Principal Component Analysis (PCA) is a dimension reduction method. In order to visualise the distribution of our samples in a 2D plot, we need to reduce the count matrix from its high number of dimensions (in this case, the read count value for each gene represents a dimension) to less, out of which we then plot the first two.

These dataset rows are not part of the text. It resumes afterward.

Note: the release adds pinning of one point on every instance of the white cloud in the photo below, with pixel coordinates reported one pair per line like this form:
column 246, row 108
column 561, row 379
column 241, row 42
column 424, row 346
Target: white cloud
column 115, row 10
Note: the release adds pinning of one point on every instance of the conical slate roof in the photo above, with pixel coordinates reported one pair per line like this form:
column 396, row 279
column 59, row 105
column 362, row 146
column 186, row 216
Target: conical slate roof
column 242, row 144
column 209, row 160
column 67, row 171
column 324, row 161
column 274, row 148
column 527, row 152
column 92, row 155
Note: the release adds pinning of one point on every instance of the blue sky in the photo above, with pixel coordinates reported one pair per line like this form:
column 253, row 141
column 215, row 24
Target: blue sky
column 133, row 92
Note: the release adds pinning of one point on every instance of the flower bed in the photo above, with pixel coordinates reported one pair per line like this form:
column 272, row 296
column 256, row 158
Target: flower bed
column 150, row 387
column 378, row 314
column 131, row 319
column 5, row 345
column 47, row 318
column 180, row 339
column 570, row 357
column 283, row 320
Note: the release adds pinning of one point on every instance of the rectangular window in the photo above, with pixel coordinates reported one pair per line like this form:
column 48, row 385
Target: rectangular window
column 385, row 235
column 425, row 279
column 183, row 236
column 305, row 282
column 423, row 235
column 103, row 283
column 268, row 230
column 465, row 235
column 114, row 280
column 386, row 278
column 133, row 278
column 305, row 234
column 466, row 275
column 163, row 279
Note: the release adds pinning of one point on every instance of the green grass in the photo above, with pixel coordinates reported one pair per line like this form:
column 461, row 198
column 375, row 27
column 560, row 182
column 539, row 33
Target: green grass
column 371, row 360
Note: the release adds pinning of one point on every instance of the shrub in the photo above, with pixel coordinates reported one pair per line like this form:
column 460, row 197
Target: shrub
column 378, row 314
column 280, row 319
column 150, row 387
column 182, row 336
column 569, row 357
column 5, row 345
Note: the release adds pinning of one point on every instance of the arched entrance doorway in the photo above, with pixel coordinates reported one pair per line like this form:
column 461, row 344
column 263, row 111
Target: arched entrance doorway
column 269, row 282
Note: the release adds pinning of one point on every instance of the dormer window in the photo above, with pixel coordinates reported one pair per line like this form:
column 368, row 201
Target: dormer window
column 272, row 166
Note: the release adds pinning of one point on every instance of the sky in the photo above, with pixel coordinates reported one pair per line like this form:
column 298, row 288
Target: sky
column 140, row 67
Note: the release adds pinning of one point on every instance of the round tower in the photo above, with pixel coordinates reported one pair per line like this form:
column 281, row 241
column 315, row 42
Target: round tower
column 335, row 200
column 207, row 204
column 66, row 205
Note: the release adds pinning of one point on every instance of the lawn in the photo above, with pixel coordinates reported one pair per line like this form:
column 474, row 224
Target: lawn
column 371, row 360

1) PCA requires the data to be transposed and scaled to mean 0 and unit variance. Use the cheat sheet to find the correct function and standardize the data.
2) Run the PCA function. What is the shape of the resulting matrix? What do the rows and columns represent? (which are the samples and which are the principal components?)
3) Plot the first two principal components. How many samples have you plotted?
4) Which samples group together? Are there any outliers?

### Gene markers

Now it is time to label your data. Use the cheat sheet to create a heatmap plot showing known marker genes for each possible differentiation stage:
1. Embryonic Stem Cells
2. Mesoderm
3. Cardiomyocyte progenitors
4. Cardiomyocytes
5. Mature fetal heart

Label the stem cell replicates. Then, identify which stage the other two samples belong to according to the gene expression values in your heatmap. Feel free to consult among yourselves and compare heatmaps if you find it difficult to choose between potential stages.

Add your chosen labels to the metadata table (replace the 'Unknown' in column 'stage' with your chosen label) and verify the clustering in a labelled PCA plot.